Wieso ist es wichtig, diese Fälle zu erfassen?
Die Polizei erfasst nur das Verbrechen, aber nicht, dass es sich um ein Verbrechen an LGBT handelt. Eine systematischen Erfassung von homo- und transphober Gewalt gibt es leider nicht. Es gibt eine Erfassung von rassistischen Übergriffen, aber noch keine von Verbrechen an Homosexuellen und Transmenschen. Deshalb ist unsere Arbeit so wichtig. Wir erfassen die Fälle erstmals. Ende Jahr veröffentlichen wir einen Diskriminierungs- und Gewaltbericht. Anhand der Zahlen könnten falls nötig gezielte weitere Präventionsmassnahmen geplant und durchgeführt werden.

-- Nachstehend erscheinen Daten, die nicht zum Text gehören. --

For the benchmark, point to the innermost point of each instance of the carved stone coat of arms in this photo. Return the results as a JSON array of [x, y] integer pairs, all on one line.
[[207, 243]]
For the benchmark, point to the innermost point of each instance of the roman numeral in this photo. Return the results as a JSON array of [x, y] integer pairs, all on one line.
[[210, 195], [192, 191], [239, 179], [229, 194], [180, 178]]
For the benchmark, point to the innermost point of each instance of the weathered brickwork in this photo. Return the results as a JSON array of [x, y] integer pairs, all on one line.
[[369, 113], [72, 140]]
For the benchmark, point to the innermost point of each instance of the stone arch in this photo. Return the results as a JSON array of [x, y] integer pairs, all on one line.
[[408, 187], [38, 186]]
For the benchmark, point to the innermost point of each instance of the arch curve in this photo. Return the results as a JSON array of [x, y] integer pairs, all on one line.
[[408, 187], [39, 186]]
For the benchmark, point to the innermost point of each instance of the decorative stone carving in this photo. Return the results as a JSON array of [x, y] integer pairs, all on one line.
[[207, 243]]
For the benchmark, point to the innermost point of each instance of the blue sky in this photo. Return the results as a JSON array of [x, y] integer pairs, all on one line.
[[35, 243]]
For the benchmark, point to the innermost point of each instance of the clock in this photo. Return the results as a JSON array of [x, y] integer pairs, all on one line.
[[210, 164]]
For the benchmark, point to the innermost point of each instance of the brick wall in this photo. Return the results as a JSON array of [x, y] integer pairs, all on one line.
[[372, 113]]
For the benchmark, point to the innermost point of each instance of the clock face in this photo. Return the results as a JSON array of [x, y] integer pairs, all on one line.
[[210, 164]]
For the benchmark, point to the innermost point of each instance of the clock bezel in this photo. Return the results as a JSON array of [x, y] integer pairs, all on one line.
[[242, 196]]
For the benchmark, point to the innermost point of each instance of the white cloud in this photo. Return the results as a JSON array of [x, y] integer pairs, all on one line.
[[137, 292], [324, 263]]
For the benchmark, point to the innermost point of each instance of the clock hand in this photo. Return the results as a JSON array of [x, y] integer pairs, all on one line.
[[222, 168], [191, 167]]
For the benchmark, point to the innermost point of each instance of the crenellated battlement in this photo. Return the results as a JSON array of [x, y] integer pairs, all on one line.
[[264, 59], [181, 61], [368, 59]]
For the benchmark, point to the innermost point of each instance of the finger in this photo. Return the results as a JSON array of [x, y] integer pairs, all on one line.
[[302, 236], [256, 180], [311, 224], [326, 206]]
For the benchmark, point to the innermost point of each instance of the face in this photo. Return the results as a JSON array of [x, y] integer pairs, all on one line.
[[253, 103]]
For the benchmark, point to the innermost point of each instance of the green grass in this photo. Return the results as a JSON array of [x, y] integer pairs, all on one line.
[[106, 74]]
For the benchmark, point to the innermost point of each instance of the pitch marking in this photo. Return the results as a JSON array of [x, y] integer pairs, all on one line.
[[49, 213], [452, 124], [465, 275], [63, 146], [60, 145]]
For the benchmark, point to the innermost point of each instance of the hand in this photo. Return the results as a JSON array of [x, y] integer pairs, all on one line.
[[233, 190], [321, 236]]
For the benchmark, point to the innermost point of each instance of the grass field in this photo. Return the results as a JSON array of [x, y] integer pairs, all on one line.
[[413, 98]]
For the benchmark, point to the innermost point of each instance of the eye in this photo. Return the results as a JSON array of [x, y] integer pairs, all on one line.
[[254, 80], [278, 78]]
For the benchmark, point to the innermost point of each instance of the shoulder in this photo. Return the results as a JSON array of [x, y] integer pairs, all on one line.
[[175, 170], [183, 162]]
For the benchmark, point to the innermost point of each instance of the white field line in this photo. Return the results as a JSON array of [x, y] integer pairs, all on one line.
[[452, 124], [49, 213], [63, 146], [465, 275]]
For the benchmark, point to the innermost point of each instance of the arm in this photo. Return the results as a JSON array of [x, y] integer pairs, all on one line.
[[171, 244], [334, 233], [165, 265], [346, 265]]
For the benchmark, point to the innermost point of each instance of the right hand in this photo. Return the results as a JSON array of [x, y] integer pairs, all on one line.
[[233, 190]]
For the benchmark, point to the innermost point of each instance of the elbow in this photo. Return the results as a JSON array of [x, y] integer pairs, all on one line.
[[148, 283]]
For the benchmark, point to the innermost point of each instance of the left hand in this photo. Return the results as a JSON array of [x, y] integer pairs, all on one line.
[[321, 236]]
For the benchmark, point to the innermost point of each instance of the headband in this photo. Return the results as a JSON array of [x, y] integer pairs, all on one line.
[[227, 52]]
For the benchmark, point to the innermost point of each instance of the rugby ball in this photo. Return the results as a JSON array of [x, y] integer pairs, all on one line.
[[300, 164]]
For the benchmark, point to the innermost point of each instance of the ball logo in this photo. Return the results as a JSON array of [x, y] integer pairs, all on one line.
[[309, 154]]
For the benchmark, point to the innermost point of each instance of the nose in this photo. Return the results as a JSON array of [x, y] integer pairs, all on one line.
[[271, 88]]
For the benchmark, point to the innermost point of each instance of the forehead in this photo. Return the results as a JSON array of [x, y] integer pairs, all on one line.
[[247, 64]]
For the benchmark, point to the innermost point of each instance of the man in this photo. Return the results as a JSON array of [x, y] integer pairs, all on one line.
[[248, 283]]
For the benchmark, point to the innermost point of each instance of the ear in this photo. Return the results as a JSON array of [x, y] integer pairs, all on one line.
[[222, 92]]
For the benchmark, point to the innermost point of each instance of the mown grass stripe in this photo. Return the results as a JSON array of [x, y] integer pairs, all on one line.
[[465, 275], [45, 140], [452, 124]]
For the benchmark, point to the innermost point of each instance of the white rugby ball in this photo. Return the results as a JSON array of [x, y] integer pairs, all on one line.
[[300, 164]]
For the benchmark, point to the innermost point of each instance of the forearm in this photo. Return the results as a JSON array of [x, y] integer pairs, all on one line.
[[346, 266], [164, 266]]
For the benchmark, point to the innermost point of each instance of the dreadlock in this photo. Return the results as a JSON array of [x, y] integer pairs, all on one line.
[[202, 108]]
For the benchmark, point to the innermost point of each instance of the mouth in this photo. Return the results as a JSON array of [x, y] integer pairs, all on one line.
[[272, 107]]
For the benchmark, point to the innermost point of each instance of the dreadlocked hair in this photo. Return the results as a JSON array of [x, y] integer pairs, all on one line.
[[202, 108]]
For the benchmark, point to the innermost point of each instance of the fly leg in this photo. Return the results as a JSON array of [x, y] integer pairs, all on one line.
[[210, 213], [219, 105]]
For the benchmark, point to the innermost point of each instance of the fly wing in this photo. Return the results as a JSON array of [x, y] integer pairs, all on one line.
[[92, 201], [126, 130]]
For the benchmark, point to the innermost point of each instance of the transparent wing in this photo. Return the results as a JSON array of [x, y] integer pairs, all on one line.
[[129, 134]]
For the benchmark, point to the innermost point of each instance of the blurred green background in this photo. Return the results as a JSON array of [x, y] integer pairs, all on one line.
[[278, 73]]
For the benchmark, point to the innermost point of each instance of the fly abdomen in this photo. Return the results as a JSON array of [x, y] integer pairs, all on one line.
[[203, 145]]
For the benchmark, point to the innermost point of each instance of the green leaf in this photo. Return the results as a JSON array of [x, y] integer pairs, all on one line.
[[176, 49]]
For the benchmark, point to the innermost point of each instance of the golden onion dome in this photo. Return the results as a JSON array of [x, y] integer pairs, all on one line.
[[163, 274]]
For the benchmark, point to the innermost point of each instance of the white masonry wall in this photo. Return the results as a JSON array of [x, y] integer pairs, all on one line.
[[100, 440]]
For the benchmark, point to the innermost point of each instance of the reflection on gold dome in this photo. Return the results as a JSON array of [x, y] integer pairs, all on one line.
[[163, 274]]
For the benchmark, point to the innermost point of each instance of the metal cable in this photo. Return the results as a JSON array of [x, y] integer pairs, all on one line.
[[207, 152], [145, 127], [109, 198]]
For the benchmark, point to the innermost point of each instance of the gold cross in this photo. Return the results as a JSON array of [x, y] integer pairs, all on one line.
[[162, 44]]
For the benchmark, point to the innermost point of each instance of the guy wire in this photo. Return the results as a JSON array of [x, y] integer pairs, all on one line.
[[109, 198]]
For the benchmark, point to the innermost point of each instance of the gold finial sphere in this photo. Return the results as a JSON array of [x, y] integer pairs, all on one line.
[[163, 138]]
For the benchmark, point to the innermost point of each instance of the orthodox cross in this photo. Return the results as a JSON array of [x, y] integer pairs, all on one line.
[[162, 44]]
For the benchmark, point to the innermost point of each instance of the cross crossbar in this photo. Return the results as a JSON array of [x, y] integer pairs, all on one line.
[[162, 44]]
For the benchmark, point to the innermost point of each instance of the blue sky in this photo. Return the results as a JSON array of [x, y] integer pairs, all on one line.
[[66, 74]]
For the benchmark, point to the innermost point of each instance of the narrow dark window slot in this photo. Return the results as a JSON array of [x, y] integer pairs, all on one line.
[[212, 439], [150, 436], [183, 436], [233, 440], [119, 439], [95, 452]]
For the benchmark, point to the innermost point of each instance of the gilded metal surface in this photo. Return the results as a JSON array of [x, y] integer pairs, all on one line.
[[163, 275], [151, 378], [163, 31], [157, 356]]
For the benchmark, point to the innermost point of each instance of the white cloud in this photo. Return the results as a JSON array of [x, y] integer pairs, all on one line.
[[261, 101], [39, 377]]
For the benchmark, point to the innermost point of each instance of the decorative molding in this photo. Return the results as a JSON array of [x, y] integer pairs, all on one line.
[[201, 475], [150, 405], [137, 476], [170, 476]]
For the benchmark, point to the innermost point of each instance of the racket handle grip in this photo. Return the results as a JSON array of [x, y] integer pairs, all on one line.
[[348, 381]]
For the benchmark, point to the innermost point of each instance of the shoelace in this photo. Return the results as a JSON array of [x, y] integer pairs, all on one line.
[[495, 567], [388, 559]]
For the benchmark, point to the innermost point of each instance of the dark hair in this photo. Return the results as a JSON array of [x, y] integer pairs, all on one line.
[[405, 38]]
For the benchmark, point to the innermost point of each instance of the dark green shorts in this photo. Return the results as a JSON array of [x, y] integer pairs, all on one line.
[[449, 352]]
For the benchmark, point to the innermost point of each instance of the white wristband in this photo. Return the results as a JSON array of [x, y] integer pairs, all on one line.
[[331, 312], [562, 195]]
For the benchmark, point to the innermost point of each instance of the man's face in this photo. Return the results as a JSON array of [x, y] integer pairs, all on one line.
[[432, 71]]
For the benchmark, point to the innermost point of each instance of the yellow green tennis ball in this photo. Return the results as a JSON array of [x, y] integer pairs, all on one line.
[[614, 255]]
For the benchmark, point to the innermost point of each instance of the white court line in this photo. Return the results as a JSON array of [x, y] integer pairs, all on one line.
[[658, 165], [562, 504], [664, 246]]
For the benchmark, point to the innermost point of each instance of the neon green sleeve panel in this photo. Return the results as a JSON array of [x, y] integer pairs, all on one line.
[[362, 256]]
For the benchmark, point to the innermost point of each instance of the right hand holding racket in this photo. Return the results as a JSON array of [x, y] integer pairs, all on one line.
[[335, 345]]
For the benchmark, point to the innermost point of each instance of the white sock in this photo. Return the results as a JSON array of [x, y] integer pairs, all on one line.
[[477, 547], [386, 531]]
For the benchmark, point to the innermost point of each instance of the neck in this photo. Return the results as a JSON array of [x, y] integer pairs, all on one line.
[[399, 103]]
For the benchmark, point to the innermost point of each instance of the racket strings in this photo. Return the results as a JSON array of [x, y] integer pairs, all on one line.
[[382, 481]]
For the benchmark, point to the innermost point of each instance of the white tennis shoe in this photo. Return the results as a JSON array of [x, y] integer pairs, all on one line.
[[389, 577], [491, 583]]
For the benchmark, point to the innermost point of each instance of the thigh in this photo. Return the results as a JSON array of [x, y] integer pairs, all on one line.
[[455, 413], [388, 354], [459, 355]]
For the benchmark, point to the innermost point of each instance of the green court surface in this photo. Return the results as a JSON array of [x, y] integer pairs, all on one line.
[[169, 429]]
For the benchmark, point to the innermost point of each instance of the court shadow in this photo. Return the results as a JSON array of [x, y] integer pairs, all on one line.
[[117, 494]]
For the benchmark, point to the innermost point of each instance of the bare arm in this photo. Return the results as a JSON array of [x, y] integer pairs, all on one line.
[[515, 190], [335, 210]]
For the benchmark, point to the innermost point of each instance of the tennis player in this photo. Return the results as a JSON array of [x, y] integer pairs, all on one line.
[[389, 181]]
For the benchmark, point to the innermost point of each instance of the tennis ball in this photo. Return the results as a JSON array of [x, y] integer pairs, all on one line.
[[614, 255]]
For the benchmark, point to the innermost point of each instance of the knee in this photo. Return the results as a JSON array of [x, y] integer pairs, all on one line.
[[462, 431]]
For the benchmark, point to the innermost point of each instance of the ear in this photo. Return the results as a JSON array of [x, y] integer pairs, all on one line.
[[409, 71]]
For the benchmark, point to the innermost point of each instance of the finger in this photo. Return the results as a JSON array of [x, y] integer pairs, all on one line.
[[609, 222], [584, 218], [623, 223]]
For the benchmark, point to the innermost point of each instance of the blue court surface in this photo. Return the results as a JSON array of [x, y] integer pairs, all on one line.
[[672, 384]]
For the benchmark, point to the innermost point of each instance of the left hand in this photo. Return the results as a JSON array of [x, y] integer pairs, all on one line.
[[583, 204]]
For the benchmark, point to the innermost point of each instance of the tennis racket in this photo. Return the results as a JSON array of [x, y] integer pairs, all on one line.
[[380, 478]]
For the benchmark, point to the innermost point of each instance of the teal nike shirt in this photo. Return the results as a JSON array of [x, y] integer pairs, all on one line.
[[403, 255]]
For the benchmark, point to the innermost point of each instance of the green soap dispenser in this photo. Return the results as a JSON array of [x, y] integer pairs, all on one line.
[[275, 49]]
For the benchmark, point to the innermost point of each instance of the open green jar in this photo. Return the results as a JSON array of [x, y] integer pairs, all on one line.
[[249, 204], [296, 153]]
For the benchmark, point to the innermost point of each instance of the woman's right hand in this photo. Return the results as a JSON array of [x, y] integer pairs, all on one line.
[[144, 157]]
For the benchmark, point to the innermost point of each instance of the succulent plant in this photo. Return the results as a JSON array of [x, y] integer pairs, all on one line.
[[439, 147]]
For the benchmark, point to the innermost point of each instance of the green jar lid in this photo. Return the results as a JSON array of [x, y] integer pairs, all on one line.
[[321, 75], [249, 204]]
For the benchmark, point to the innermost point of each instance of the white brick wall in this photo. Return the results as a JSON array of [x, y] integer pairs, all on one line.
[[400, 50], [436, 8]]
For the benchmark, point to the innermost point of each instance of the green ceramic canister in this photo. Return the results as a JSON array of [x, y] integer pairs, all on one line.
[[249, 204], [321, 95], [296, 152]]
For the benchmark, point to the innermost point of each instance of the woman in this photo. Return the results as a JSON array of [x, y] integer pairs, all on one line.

Warum werden sie nicht erfasst?
Weil die Schweiz sich in dieser Frage in einem Dornröschen-Schlaf befindet. Die Schweizerinnen und Schweizer und damit auch die Politikerinnen und Politiker glauben, Diskriminierung und Gewalt an LGBT's fänden hier nicht statt. Gleichzeitig wird seitens der Behörden die Erfassung von homophober oder transphober Gewalt – Beleidigungen, Tätlichkeiten, Hassverbrechen – nicht eingefordert.
Nun machen sie es selber?
Ja, wir verfolgen und registrieren jetzt jeden Fall, der uns gemeldet wird. Dass die Verbrechen gemeldet werden, ist wichtig, aber sie sollen natürlich auch unter die Augen der Justiz gestellt werden. Wir kümmern uns um die Opfer, wollen aber auch, dass die Täterinnen und Täter bestraft werden.
Melden sich mehr schwule oder lesbische Opfer bei Ihnen?
In Zahlen kann ich das noch nicht sagen. Subjektiv würde ich denken, dass mehr Männer sich melden. Homosexuelle Männer lösen ganz andere Gefühle aus als zwei Frauen. Schwule werden von der Gesellschaft viel deutlicher wahrgenommen als Lesben. Die Verbrechen werden dann auch oft von heterosexuellen Männer begangen. Aber auch Transmenschen haben mit Übergriffen und Angriffen zu kämpfen.
Wo gibt es die meisten Übergriffe?
Deutlich mehr in den Städten. Das hat einen einfachen Grund: In den grossen Städten leben mehr homosexuelle Menschen als auf dem Land. Städte sind natürliche Hotspots für Schwule, Lesben und Transmenschen und haben eine grosse Sogkraft auf die LGBT-Community. Wo es mehr homosexuelle Menschen gibt, gibt es auch mehr Verbrechen gegen sie.
Wie wird die Helpline finanziert?
Durch viele Partner und Sponsoren. Zum Beispiel: Pink Cross, Queeramnesty, aber auch Migros Kulturprozent oder Ikea. Die Hälfte der Gelder stammt allerdings von privaten Spenden. Bei LGBT-Themen muss die LGBT-Community die Finanzierung selber in die Hand nehmen. Anders als andere Förderprojekte erhalten wir keine Subventionen vom Staat.
Wie geht es weiter mit der Helpline?
Im April starten wir die zweite Welle unserer Werbekampagne «Stop Hate Crime», die die gesamte Deutschschweiz abdecken wird. Neu können unsere Plakate gespendet werden, damit sie in den Heimat-Dörfern und -Städten von Schwulen, Lesben und Transmenschen aufgehängt werden können.